The first-mode disturbance is qualitatively similar to the disturbance modeled by previous single-layer (shallow water) models of coastal-trapped disturbances (e.g., Samelson and Rogerson 1996), but propagates faster because of the greater stability and greater depth of the stable layer and the absence of an opposing mean flow.
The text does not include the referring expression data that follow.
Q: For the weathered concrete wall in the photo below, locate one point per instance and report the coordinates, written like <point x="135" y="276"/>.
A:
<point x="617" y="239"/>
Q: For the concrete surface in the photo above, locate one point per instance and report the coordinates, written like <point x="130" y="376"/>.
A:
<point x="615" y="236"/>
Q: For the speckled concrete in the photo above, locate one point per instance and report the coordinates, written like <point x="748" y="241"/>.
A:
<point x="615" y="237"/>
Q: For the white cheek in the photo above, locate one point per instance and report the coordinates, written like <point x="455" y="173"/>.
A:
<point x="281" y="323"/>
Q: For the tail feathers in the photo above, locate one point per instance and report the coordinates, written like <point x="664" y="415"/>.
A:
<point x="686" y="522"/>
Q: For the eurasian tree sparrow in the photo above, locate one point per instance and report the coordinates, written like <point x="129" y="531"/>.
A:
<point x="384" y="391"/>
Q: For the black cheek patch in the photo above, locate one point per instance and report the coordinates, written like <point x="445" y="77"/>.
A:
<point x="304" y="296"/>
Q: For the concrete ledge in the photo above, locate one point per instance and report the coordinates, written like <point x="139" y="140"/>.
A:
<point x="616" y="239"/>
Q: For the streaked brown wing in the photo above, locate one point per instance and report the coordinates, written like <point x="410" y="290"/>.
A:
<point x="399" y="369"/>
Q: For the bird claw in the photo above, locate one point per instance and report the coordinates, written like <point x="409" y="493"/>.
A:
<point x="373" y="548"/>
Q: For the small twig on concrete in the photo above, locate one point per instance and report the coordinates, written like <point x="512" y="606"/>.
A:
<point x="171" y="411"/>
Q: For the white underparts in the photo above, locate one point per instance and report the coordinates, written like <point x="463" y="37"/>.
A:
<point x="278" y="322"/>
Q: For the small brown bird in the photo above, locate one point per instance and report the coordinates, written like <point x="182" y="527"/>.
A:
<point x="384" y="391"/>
By t = 2 × 10⁵ s, the southerly transition associated with this first-mode disturbance has propagated 1500 km from the central latitude of the pressure pulse. The slow-moving second-mode disturbance and the complex vertical structure of the initial response have no analogs in the single-layer models. Note that the linear two-layer calculation suggests that nonlinear effects will be important even for pressure forcing of order 1 mb, since the interface deformations are comparable to the layer thicknesses. The slow-moving higher vertical modes should be more susceptible to nonlinear effects than the gravest mode.

Linear solutions of the full two-layer equations (not shown) are similar to the wave-equation solutions. These were obtained by forcing the numerical model with a small-amplitude pulse (P_F = −0.1 mb) and then rescaling the response. Despite the qualitative similarity, the amplitude of the propagating response is less than half that obtained from the wave equations. This difference is due primarily to the finite (500-km width) zonal scale of the forcing pulse in the numerical model. If the the pulse is replaced by a time-dependent, zonally uniform forcing with Gaussian meridional structure, the linear response of the numerical model is close to the approximate result obtained from the wave equations. Some additional linear solutions of the numerical model were obtained with frictional damping. These damped solutions are discussed below.